BEIJING, April 29 (Xinhua) -- The Chinese capital will lower its emergency response to the novel coronavirus epidemic from the top level to the second level starting April 30, a local official announced Wednesday.

The decision was made after the city had seen no new confirmed local or imported COVID-19 cases for 13 consecutive days, said Chen Bei, deputy secretary-general of the Beijing municipal government, at a press conference.

On Jan. 24, Beijing activated the highest level of public health emergency response to contain the outbreak of the epidemic.

After the response level is downgraded, people from low-risk regions of China will not need to be quarantined for 14 days at home upon arriving in Beijing, she said. Those who are undergoing concentrated or at-home observation need not continue.

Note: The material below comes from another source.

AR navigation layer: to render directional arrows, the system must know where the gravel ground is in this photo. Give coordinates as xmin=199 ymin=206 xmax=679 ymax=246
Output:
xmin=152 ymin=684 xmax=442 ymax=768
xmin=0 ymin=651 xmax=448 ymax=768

But the strict management of inbound personnel and those from high- and medium-risk areas and Hubei, the province once hardest hit by the virus, will continue.

Couriers, deliverymen, housekeepers and real estate agents will be allowed to enter residential communities if their health codes are green, Chen said.

Rong Jun, spokesperson of the Beijing Municipal Commission of Transport, said under the latest emergency response level, the maximum allowable passenger capacity will be raised from 50 percent of full capacity to 75 percent on buses and to 65 percent on subway trains.

Bus services between Beijing and some areas in the neighboring Hebei Province will resume operations in an orderly manner, and inter-provincial long-distance and chartered bus services will gradually be resumed, he said.

The buses and subway carriages need to be disinfected and ventilated regularly and all passengers are required to wear masks and have their temperatures taken.

"Despite the adjustment, the prevention and control measures in Beijing remain the strictest," Rong said.